“Everyone would like to be the next overnight discovery with a first novel, but success is far more likely to come over a long period of time from a determined, plodding author who hung in there long enough to find his or her true genre . . .” Linda Lehmann Masek in “Pathway to Agents and Eventual Publication.” [Writers’ Journal, Jan/Feb 2010]
How many times have you read a post in an online forum from a novice writer claiming to have written a first novel that is a blockbuster? Too many, right? How many revisions do you think the author’s completed? That many? :)

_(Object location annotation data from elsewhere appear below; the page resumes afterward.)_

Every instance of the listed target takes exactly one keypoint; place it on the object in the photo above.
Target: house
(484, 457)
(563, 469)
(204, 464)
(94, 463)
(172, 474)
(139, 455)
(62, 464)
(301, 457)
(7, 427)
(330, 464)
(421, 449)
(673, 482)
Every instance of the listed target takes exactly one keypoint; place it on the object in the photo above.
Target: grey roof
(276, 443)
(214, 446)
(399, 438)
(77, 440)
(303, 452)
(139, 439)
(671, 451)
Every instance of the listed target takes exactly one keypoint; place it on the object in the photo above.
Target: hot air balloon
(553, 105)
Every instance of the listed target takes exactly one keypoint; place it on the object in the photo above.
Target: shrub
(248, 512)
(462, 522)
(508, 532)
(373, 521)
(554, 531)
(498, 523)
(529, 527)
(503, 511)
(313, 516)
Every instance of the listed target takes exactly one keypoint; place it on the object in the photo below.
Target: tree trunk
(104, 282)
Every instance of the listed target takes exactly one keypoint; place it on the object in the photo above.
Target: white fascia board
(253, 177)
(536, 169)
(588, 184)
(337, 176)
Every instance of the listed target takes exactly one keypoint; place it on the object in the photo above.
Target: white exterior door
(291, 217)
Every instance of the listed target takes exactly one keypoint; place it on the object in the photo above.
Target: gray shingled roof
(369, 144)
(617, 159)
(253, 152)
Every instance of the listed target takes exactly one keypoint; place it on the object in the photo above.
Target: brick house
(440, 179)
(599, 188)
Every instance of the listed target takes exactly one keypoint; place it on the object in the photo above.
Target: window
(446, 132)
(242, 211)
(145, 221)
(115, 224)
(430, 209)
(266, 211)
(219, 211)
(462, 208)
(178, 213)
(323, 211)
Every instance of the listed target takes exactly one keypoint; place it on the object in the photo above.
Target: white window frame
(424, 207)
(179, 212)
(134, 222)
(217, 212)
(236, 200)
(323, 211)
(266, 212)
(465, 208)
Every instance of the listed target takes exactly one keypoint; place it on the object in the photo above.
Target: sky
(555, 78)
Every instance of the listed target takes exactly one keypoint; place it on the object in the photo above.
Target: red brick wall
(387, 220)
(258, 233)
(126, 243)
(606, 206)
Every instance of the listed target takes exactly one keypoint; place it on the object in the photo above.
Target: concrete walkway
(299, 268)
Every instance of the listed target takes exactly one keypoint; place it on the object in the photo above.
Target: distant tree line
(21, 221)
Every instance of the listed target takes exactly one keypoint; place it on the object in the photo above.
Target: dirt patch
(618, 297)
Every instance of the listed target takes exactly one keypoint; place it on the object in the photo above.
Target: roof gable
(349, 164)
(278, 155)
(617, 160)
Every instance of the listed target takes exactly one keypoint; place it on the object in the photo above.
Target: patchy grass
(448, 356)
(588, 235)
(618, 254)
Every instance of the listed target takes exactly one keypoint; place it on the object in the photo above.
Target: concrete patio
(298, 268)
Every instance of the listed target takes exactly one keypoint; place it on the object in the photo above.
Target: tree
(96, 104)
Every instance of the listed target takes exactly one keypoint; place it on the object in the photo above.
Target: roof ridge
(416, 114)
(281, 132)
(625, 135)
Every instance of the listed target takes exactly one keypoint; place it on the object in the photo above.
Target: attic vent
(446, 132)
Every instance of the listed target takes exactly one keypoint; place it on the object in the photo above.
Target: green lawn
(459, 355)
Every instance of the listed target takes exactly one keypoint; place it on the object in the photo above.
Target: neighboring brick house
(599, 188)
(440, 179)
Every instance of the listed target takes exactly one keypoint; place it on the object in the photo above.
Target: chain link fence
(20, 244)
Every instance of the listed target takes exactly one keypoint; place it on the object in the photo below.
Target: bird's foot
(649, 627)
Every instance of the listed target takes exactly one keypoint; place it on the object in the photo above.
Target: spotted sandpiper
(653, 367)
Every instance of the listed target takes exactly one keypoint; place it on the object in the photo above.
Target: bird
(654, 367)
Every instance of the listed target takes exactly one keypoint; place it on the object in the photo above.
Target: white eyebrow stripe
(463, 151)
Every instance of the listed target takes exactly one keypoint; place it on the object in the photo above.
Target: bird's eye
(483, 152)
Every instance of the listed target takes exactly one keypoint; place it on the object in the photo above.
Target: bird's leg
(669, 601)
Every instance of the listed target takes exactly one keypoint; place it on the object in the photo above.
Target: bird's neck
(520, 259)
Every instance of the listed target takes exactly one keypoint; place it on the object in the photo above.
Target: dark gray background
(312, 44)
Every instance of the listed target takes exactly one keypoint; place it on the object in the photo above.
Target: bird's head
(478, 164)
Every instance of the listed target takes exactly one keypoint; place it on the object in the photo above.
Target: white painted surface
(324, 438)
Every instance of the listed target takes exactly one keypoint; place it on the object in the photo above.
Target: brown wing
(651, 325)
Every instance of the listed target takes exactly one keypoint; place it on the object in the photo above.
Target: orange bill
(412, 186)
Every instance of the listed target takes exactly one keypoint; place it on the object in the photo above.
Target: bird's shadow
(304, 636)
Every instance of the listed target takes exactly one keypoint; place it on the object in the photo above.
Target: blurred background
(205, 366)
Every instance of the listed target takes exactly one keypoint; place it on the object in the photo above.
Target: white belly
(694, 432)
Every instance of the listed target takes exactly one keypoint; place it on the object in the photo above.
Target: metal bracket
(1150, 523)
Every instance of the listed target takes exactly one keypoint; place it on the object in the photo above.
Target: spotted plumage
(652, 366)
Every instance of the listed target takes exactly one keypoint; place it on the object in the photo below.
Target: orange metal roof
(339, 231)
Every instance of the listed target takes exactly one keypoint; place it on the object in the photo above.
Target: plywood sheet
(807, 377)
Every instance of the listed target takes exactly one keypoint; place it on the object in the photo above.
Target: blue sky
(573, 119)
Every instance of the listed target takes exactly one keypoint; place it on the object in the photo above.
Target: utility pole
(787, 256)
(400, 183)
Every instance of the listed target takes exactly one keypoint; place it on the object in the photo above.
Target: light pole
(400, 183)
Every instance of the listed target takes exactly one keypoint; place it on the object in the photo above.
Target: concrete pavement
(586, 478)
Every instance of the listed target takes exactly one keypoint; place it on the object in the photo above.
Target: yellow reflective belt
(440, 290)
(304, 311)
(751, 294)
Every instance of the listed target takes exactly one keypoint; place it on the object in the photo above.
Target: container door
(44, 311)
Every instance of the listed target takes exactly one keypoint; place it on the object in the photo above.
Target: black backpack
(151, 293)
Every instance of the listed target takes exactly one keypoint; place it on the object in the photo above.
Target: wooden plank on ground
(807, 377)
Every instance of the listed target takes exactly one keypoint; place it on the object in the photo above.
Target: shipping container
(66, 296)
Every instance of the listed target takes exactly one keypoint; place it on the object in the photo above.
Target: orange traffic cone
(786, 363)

Like many authors, I have a novel tucked away in a desk drawer (actually, two!) that was an early attempt at writing fiction. I doubt I’ll ever work on it again. I know more about writing now and realize how flawed the plot is. It may be salvageable, but I don’t have the passion for the story any longer. The second one was a more recent effort that I might give another try. The main character and his sidekick are useable characters, but they need new backgrounds. They’re both police detectives at the moment, and for the story to work, I’d need to do a lot of research on police procedures. It would be less work to make them outsiders who somehow get tangled up in the crime—not that I know just how at this point. But that’s the fun of writing for me. I love to explore with my characters how a story unfolds. As you can guess, I don’t outline a complete plot prior to beginning a project. Sometimes I have an idea of how I want a story to end, but I don’t have a clue how I’m going to get there. I always wonder if this is a good way to proceed.
I completed a novelette that I gave to family and friends as a Christmas present. The idea for it came from a short-short story that I failed to get published. It ended up as chapter four. I didn’t know which chapter it would be when I started. I simply wrote my way logically to that point in time. It turned out to be the easy part of the project. Perhaps that was because I had a known goal to reach. I guess I just made a good argument for outlining and knowing an end point.